Fundamental group of $4$ spheres pairwise tangent

Question

I intuitively got that the fundamental group of the topological space given by considering $4$ spheres pairwise tangent in $ \mathbb{R}^3$ is $\langle a,b,c\rangle$. My approach was that if you consider the fundamental group of $3$ spheres pairwise tangent you get the same one as the circumference. Applying this to the $4$ triplets of spheres you get when considering this space we intuitively get 4 pairwise tangent circles, that can be deformed to a $1$-skeleton of a tetrahedron, that I know to have fundamental group equal to $\langle a,b,c \rangle$. The problem is, $3$ tangent spheres are homotopy equivalent to the circumference, not homeomorphic and I don't know if the union of subspaces has the same homotopy type as the union of homotopy-equivalent spaces.
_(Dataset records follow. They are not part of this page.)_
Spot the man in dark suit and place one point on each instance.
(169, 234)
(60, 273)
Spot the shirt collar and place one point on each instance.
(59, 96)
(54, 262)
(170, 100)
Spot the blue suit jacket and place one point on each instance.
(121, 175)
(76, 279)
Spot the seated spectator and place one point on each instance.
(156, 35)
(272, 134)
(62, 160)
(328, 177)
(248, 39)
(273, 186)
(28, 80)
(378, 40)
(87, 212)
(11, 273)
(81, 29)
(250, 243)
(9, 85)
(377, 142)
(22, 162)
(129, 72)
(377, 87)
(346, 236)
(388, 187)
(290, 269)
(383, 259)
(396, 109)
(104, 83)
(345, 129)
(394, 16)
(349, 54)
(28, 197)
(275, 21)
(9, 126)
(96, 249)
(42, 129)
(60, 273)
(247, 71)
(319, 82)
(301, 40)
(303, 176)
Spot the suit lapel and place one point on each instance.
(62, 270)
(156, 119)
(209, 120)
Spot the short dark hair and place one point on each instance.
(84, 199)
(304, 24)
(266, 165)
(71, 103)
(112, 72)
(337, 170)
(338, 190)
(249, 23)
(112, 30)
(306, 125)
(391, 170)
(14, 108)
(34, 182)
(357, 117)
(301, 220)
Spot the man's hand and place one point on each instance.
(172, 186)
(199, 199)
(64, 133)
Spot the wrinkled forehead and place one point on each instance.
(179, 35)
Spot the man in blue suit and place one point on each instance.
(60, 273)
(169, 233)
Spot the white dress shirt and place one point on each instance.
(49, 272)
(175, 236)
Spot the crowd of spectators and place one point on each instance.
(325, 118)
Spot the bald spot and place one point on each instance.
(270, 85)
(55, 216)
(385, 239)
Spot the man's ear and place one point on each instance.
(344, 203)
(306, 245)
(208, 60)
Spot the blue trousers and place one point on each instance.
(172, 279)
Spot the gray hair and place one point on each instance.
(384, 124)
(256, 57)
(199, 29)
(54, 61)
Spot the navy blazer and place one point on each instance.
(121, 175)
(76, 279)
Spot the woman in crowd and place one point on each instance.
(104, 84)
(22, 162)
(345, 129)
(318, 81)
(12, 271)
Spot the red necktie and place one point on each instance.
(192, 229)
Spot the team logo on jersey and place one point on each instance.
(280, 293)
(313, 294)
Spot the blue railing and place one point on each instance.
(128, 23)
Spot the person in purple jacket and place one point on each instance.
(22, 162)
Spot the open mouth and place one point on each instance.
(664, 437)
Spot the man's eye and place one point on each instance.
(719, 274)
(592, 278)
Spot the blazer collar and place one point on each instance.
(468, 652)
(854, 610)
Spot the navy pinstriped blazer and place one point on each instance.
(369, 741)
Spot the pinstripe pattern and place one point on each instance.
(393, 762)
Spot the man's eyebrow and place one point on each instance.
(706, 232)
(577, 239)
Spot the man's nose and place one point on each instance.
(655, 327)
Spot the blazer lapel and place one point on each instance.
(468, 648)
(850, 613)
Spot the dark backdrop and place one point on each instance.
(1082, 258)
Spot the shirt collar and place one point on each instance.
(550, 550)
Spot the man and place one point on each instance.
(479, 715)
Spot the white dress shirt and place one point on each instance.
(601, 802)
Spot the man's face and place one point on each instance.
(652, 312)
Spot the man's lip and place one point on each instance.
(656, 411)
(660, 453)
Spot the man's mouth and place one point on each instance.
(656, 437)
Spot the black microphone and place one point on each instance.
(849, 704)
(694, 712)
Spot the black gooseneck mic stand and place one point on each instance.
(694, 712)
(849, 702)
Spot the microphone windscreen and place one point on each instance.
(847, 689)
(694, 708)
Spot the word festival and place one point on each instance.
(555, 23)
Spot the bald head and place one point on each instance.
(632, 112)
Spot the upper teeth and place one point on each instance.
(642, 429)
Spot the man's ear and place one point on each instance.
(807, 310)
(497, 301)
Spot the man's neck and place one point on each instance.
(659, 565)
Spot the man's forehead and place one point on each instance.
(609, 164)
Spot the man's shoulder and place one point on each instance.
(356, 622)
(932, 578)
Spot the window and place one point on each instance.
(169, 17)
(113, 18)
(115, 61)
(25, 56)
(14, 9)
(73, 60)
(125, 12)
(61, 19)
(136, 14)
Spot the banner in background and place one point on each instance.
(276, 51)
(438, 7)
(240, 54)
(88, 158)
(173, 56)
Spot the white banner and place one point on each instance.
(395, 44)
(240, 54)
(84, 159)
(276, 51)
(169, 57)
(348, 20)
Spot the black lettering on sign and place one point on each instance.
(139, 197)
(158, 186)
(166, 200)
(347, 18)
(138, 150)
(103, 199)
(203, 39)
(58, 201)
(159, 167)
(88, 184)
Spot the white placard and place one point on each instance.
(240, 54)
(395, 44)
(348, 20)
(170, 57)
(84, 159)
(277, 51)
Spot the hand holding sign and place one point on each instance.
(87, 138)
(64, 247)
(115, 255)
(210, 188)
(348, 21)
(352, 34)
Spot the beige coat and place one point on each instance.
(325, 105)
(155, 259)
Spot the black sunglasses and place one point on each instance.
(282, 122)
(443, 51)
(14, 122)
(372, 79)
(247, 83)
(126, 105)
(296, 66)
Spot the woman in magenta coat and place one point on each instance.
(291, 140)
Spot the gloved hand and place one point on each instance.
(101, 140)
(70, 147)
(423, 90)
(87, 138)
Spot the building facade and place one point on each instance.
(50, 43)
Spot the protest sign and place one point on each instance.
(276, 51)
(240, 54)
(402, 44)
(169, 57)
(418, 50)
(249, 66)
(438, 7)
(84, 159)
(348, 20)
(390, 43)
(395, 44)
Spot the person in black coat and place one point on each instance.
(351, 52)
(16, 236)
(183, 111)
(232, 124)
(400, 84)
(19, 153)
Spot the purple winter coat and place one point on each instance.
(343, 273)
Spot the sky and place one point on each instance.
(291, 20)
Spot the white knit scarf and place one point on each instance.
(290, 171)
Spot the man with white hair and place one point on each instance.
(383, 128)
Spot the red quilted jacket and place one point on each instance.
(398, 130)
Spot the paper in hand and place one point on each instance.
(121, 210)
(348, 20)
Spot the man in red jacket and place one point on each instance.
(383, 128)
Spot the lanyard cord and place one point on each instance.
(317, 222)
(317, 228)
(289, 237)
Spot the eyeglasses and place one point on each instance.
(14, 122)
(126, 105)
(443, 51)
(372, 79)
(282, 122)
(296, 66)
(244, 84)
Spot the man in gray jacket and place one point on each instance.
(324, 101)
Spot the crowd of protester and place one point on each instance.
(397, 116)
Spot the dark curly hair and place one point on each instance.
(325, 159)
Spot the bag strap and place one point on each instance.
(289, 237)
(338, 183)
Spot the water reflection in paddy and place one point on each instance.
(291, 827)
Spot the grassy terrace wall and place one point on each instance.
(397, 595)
Another approach I have tried is trying to find an equivalence between this space and a sphere without $4$ points, but I'm having a hard time finding such maps.

Answer 1

Consider the space $X$ to be the 1-skeleton of a tetrahedron, with a sphere glued to every vertex of the skeleton.

It is possible to write down a homotopy equivalence between your space and $X$. By Seifert-Van Kampen you can then show that the fundamental group of $X$ must be $\langle a,b,c\rangle$ as you said.